You also went and shot James Wan’s return to indie horror, with Malignant. How was the experience of working with him?
HASSON: I’m doing it right now, so it’s happening still and it’s really lovely. He’s such a nice man, and he has a very specific vision, which is really cool to see. I’m not really allowed to talk about it, but he’s obviously incredible, so it’s been lovely.
It seems like something that’s very much in his element, and he seems to have a real excitement about working in his element.
HASSON: It’s really cool because he is just a nerd for the genre. He’s so excited about it, and that energy is contagious, it makes you feel really excited to come to work, every day, and to just be a part of whatever he wants to create.
Without really revealing anything that would get you in trouble, does it feel like a character that’s also pushing you in a different way, as an actor, much like Henry does?

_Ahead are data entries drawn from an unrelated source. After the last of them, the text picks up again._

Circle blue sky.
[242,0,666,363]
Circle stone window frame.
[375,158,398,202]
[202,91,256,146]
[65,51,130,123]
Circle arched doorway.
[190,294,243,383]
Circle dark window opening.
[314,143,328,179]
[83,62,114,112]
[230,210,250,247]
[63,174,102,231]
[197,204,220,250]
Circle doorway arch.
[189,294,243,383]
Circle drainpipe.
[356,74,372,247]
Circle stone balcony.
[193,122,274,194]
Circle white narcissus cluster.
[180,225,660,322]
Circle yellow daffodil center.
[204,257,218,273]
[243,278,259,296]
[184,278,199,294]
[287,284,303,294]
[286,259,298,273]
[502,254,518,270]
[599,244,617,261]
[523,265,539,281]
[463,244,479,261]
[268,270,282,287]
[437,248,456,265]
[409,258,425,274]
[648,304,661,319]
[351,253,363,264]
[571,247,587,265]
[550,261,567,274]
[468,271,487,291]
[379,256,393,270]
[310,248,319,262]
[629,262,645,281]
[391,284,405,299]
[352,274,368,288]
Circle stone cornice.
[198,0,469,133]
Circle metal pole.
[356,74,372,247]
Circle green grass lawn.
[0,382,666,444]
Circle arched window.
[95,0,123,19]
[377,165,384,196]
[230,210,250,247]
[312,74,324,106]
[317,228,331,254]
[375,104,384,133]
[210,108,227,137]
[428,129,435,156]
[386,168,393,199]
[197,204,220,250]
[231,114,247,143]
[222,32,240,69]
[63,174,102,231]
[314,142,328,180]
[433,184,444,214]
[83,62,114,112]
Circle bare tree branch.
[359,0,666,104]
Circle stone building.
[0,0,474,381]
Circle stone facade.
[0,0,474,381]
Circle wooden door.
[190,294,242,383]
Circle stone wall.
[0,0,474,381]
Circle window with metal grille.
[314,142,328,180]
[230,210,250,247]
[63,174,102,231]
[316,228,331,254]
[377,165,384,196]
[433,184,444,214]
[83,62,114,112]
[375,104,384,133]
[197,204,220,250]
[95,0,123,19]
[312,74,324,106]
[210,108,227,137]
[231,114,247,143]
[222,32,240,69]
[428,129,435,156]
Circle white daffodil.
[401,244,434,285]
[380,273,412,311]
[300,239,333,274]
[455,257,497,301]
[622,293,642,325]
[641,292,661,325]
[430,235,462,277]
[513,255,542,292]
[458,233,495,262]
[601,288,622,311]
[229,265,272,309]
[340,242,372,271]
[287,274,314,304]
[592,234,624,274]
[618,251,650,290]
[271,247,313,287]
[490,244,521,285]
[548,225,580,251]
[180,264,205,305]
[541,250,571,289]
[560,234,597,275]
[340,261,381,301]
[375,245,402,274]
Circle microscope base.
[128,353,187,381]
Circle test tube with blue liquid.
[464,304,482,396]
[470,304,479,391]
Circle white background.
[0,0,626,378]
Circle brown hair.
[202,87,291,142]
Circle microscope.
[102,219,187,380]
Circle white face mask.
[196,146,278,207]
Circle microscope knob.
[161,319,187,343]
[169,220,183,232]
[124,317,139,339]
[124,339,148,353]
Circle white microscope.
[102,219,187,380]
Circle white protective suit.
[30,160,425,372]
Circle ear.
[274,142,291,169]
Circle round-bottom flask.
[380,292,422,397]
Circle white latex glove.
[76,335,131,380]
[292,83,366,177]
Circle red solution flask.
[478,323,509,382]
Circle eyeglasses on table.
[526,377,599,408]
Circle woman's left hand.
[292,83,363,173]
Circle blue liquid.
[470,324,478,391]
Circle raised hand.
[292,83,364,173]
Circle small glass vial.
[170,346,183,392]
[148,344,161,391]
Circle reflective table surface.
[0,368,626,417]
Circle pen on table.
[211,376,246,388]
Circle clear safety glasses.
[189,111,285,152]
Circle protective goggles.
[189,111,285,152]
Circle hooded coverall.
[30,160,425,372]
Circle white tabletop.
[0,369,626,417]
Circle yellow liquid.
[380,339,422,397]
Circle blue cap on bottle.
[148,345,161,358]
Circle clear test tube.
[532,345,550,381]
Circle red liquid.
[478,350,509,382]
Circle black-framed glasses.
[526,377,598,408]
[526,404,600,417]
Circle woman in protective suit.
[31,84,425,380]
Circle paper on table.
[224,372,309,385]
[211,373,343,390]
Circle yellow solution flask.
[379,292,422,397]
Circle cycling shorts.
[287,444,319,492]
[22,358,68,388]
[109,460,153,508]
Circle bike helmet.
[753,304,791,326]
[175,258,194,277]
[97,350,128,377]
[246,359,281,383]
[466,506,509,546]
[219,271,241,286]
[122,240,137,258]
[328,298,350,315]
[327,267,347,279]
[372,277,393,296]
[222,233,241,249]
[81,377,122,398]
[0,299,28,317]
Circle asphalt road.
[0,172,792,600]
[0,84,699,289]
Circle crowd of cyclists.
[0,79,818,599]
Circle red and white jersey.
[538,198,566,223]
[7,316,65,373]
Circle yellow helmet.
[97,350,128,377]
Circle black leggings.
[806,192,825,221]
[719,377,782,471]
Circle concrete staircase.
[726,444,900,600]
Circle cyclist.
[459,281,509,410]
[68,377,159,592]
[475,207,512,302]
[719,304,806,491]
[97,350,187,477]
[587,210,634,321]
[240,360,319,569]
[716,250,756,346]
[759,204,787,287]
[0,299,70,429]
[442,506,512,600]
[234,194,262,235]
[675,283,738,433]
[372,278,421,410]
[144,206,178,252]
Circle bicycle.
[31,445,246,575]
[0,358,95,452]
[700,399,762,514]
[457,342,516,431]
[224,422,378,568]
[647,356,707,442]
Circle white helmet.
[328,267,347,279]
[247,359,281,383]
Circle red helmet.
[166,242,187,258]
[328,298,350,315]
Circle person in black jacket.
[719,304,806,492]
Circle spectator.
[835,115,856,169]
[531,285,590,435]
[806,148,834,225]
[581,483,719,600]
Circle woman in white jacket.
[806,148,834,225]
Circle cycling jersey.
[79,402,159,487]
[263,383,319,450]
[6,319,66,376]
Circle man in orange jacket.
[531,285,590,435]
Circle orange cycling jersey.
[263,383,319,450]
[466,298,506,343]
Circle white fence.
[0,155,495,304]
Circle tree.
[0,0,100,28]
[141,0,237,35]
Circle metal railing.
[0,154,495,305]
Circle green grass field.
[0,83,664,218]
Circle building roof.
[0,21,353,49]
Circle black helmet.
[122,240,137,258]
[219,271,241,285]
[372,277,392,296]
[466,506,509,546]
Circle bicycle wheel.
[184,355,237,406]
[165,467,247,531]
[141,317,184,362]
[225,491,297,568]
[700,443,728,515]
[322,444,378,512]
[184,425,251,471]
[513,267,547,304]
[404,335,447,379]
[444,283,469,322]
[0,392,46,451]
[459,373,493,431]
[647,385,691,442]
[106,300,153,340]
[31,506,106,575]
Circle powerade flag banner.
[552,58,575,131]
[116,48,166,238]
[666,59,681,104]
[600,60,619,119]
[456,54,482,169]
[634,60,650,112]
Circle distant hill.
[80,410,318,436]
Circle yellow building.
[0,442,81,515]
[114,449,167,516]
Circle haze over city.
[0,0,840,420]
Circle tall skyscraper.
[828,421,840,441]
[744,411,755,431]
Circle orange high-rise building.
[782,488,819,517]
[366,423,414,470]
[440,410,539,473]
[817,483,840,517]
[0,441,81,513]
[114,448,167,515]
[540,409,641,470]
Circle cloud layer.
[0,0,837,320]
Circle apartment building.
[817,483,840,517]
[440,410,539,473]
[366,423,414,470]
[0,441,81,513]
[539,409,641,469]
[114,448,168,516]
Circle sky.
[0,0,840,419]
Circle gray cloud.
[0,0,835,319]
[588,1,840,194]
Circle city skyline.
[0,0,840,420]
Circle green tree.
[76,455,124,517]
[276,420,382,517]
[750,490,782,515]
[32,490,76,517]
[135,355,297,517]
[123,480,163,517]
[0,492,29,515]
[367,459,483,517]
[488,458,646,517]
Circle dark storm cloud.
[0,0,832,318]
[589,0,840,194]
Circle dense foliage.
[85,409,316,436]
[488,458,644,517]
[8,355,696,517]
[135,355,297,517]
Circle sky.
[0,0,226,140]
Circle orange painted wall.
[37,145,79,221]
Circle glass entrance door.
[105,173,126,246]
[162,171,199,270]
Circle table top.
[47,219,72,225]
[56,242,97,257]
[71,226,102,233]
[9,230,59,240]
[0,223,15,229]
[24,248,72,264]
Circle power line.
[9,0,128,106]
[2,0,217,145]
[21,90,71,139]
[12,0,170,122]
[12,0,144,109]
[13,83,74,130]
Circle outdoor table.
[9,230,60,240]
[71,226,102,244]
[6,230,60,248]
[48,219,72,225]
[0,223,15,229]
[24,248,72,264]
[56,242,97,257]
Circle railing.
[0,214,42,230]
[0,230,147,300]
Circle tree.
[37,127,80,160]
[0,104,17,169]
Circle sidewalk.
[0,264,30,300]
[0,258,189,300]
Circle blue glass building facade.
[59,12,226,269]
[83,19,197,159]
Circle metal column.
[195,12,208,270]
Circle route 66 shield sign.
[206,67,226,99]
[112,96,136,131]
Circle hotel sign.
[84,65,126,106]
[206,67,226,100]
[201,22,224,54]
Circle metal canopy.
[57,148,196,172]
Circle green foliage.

Is finding projects and characters that feel very different something that’s most important to you, at this point in your life and career?
HASSON: Yeah, I think maybe a fear of mine is ever finding myself pigeonholed. I don’t wanna do that. I also get bored easily. Because I’ve been playing somebody that really internalizes a lot of their feelings, I’m really itching to play somebody who is very extroverted and externalizes all of their feelings, and it’s like an open wound, and super sensitive and outspoken. I just like to switch it up ‘cause I get pretty bored.
Have you already started to have conversations about where things could go in Season 3, and where Henry would continue to journey on this path that she’s on?
HASSON: Oh, yeah. Every time that I see Lauren, I’m like, “Hey, what are we gonna do for Season 3?” And she’s like, “Please just let me have a couple of weeks, and I will figure it out and we can talk.” But yeah, we’ve had some conversations. I hope we get to do it ‘cause it sounds really cool, what we could potentially do with Season 3 because of how much her power has grown and how much her world has expanded because of that. I think we could do some really, really cool stuff. The pacing of the show is pretty brilliant. I haven’t watched the whole show ‘cause I get really nitpicky about my stuff and I’m not the nicest person to myself, but the pacing of the show is incredible. I’m not complimenting myself because I have nothing to do with that, but I think Lauren is a genius. I love that woman.
Impulse is available to stream at YouTube.